Altogether we are able to provide a nuanced picture of the socio-geographical ‘imaginaries’ that provided and provide orientation to the Chilean scientific communities. Although several features of these imagined communities are the outcome of specific, path-dependent processes, the relatively long time period and the broad range of scientific journals and communities we cover also allow us to draw more general conclusions.
Methods and data
Internationalization depends on a variety of institutions, networks, migration and mobility trends, and so on. Core-periphery differences and asymmetrical relations are often found in analyses of international exchange. Scientometric studies of the geographies of science, for example, show that the global research output is still concentrated in a relatively small number of nations (Leydesdorff and Persson, 2010). Translation flows tend to reproduce, not correct, this unequal distribution. Many more books are translated from English than into English, whereas for all other languages the reverse holds true (De Swaan, 2001). Following Heilbron (2014: 692), about 60% of all book translations worldwide are made from English. Citation and reputation studies display similar results: Research from the core has better chances of being cited and being translated than research from the periphery (e.g. Koch and Vanderstraeten, 2019).
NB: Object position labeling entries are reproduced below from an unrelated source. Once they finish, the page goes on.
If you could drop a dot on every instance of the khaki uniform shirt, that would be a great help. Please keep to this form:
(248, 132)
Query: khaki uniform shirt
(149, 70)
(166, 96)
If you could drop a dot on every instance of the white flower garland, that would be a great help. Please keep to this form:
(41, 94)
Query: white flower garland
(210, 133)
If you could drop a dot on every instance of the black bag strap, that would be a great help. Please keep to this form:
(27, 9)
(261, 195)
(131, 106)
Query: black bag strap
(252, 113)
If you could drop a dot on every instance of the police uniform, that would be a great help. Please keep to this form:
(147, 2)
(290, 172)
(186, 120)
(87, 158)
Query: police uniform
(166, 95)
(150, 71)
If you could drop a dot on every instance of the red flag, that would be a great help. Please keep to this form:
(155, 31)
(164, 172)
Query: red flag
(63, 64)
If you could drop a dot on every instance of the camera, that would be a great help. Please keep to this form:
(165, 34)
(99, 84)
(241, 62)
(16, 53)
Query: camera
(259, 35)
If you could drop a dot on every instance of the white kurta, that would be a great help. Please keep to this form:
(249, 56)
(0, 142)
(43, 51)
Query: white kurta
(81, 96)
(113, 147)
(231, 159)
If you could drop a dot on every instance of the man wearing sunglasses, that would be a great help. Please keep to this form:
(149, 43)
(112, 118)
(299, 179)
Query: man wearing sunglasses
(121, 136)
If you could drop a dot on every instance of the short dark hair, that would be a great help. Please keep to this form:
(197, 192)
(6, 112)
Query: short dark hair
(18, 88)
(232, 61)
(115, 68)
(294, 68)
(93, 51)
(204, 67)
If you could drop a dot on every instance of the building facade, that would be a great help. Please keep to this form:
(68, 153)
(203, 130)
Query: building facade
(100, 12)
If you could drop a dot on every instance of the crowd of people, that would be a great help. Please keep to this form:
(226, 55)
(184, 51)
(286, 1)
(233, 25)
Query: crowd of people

However, these core-periphery differences do not tell us very much about how national communities in the periphery try to come to terms with internationalization pressures. In order to understand the shifting frames of relevance, it is necessary to look for other sources. In our view, scholarly journals constitute a particularly useful source to study the ways in which (inter-)national ambitions resonate within national communities. Journals play key roles in modern disciplines. They not only allow for regular communication between the members of scholarly communities, but also endorse what these communities take to be certified knowledge (Csiszar, 2018). They are gatekeepers and are able to impose particular orientations. In order to be published, (potential) authors have to come to terms with the expectations specified in the journals’ editorial programs (Baldwin, 2015; Bazerman, 1988). Here we use Chilean scholarly journals to trace the evolution and impact of the internationalist ambitions and pressures in this part of the (semi-)periphery of the world of science.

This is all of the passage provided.